Traveller sought local recipient to offset carbon footprint
Ahmed Amlani
Ahmed Amlani of Inner City Farms was surprised by Simon Pek’s $500 investment. photo Dan Toulgoet

Simon Pek couldn’t fly around the world this summer researching how companies are working to become more sustainable without considering his own carbon footprint.

“I’ve seen estimates of between three and six per cent of global emissions come from air travel, depending on the calculation,” he said on the phone Tuesday from Mexico. “But it’s a pretty large number given the fact that so few people are actually travelling right now.”

Pek, a PhD candidate in the faculty of business at Simon Fraser University, took an alternative route to compensate for carbon emissions from his flights. Instead of investing in a conventional carbon offset program, Pek invested $500 in Inner City Farms, a small business with 20 urban plots in Vancouver yards.

Pek likes that Inner City Farms displaces produce for more than 50 families and eight restaurants that would be transported from afar, grows its food organically, farms by hand and provides city dwellers the opportunity to learn about farming.

“There’s a tangible impact,” Pek said. “Whereas if I donate to a power plant that’s already being built, I don’t really know necessarily if I’m offsetting anything because that was already being constructed or is already running.”

Farm manager Ahmed Amlani felt “shocked” Pek proposed the $500 investment.

“Simon has definitely been the [recipient] of many of my ongoing rants about farming,” Amlani said.

They work in the same office at SFU.

Inner City Farms used Pek’s money to tear up a 750-square-foot backyard in Mount Pleasant, add irrigation, purchase seeds, and kick start an initiative called Real Food for Change that will see Inner City Farms give a share of its harvest to the Oppenheimer Park Community Kitchen, one of the Downtown Eastside Community Kitchens. The Oppenheimer kitchen will use the veggies in its Tuesday soup in the park program.

“Inner City Farms is this crazy experiment,” Amlani said. “We have an ethic of what we think a more holistic, healthy and sustainable food system would look like and we’re trying to live it out… We’re very much of the mind that good food, fresh food that is healthy for you — it tastes good and it’s grown in a way that you’re not wrecking the planet — should not be a privilege.”

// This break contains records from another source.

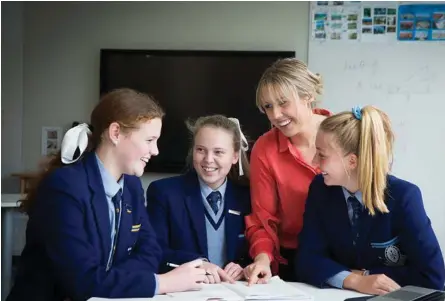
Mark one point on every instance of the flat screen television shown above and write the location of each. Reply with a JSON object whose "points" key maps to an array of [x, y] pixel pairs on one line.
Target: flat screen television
{"points": [[189, 84]]}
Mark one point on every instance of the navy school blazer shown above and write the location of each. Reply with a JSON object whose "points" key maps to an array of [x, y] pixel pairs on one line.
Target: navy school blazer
{"points": [[400, 244], [176, 212], [68, 240]]}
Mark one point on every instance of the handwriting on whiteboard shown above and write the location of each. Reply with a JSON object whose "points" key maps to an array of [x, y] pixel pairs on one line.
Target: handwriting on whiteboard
{"points": [[415, 81]]}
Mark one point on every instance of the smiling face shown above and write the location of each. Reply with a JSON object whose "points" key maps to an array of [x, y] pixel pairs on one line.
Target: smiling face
{"points": [[286, 110], [213, 155], [337, 168], [134, 149]]}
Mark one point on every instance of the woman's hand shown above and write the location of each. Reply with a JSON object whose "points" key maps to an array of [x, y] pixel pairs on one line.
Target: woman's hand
{"points": [[259, 271], [373, 284], [188, 276], [234, 270], [215, 274]]}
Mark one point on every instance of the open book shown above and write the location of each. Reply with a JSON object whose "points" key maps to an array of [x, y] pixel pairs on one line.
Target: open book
{"points": [[275, 290]]}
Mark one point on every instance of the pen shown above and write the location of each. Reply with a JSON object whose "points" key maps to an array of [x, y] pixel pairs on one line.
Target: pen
{"points": [[174, 265]]}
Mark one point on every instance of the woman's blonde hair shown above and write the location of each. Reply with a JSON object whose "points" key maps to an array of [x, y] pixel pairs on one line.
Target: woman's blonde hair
{"points": [[289, 76], [366, 133], [125, 106]]}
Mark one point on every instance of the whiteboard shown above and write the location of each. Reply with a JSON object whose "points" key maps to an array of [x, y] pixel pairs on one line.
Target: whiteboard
{"points": [[407, 81]]}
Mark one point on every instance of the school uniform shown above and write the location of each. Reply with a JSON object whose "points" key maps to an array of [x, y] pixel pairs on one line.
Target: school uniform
{"points": [[340, 235], [79, 244], [189, 225]]}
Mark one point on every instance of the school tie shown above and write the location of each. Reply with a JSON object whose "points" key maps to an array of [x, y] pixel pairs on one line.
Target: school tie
{"points": [[117, 201], [213, 200], [356, 211]]}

Amlani grew concerned about carbon programs that offset emissions with projects abroad a few years ago after he read research papers and watched documentaries, including The Carbon Rush, which focuses a critical lens on carbon trading. He says the film reveals how projects initiated by Western companies in the developing world could be culturally and socially disruptive when initiatives weren’t sensitive to local conditions.

“Why don’t we do it the other way around and localize this carbon offset,” Amlani said.
Pek intends to give Inner City Farms another $500 at the end of the summer. He used online carbon offset calculators to estimate the amount he should invest based on his flying history over the last five years.